The mean number of required injections was reduced each year from 7.1 in year 1 to 2.9 in year 5. By year 5, 37% of eyes in the ranibizumab group did not require any injections. The mean cumulative number of injections over the five years was 19.2. Fourteen percent of eyes in the ranibizumab group needed PRP throughout the entire five years. In comparison, of the total of 203 eyes that received PRP at baseline in the PRP group, 51% received at least one additional PRP, and 89% of these eyes needed PRP before two years. Among the eyes in the PRP group that completed five years, 58% needed at least one anti-VEGF injection for DME. The mean cumulative number of injections over the five years was 5.4. The authors recommended caution in the interpretation of the results, considering that only 60% of the initial participants completed the five-year trial.
CLARITY Study (2014-2015)
This randomized Phase 2B trial [17] was conducted on 232 patients in the United Kingdom to study the clinical efficacy of intravitreal aflibercept versus PRP in patients with PDR. This trial was considered a cleaner study than Protocol S, with tighter exclusion criteria, excluding patients with DME at baseline. Aflibercept was used in the anti-VEGF control groups. Baseline vision in both the anti-VEGF and the PRP groups was equivalent to Snellen 6/24 or greater. Patients in the aflibercept group were given three loading doses of intravitreal injections every four weeks. Further treatment at weeks 12 and 16 is determined by both regression and reactivation of retinal neovascularization on clinical examination. The PRP treated eyes were given PRP at baseline in two weekly sessions. They were reassessed at week 12 for persistent new vessels and every eight weeks thereafter.

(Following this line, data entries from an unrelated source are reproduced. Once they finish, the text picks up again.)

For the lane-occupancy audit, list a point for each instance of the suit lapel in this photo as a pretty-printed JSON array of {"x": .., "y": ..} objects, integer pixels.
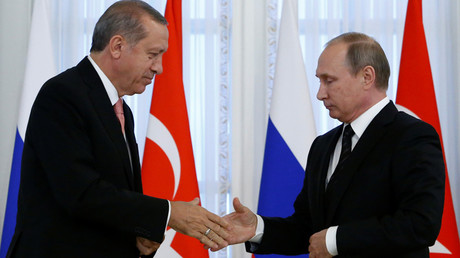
[
  {"x": 317, "y": 179},
  {"x": 104, "y": 109},
  {"x": 129, "y": 130},
  {"x": 368, "y": 141}
]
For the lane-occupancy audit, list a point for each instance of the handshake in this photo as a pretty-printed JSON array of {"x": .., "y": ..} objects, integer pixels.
[{"x": 213, "y": 231}]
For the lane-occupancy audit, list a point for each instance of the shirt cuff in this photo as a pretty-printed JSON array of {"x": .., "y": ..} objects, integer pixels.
[
  {"x": 257, "y": 238},
  {"x": 331, "y": 240}
]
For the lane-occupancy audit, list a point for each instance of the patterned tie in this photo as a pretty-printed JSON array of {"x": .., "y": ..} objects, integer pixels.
[{"x": 118, "y": 107}]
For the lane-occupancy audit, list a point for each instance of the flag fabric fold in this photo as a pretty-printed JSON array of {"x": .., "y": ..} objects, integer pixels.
[
  {"x": 40, "y": 66},
  {"x": 168, "y": 167},
  {"x": 291, "y": 128},
  {"x": 416, "y": 95}
]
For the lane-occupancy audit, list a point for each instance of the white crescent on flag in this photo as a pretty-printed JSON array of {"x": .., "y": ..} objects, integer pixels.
[{"x": 159, "y": 134}]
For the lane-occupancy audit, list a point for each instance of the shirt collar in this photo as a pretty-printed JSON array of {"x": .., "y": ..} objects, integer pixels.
[
  {"x": 360, "y": 124},
  {"x": 109, "y": 87}
]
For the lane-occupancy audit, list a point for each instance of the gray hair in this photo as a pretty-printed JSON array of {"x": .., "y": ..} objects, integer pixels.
[
  {"x": 124, "y": 18},
  {"x": 363, "y": 51}
]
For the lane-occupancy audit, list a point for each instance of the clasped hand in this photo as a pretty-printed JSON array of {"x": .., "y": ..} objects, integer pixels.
[{"x": 193, "y": 220}]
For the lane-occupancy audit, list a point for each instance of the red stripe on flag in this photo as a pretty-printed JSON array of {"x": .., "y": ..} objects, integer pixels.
[
  {"x": 416, "y": 93},
  {"x": 169, "y": 107}
]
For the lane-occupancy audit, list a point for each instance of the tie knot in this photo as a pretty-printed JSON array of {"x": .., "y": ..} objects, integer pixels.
[
  {"x": 119, "y": 106},
  {"x": 348, "y": 132}
]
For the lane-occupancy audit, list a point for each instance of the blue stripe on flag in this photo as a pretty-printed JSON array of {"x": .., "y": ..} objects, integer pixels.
[
  {"x": 9, "y": 222},
  {"x": 282, "y": 179}
]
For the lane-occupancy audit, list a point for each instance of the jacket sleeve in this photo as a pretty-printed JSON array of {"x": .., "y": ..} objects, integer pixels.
[
  {"x": 417, "y": 175},
  {"x": 81, "y": 180}
]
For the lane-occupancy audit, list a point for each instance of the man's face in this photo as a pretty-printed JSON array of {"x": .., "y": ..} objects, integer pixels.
[
  {"x": 340, "y": 91},
  {"x": 139, "y": 64}
]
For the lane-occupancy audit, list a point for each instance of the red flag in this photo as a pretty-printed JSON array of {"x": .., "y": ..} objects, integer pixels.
[
  {"x": 415, "y": 71},
  {"x": 168, "y": 168}
]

The study found aflibercept superior to PRP. The mean change in BCVA was −3.0 letters (SE 0.7) for PRP and 1.1 letters (SE 0.6) for aflibercept (difference, 3.9; 95% CI, 2.3-5.6; p<0.0001). Patients in the aflibercept group had significantly higher rates of regression of new retinal vessels at 52 weeks than those in the PRP group, with a difference between groups of 30%. Only 78% of patients in the aflibercept group remained at PDR in contrast to 90% in the PRP group. Eyes treated with PRP had a higher incidence of macular edema and VH as well: 29% versus 11% and 18% versus 9%, respectively. Satisfaction scores showed that patients preferred aflibercept to PRP. At 52 weeks, the mean number of injections received by patients in the aflibercept group was 4.4, including three loading doses, whereas 65% of the patients in the PRP group required supplemental PRP from week 12, with a mean of 1.17. Of the 114 patients receiving PRP treatment, 31% required more than three sessions. The short period of follow-up (52 weeks) was a limitation of this study.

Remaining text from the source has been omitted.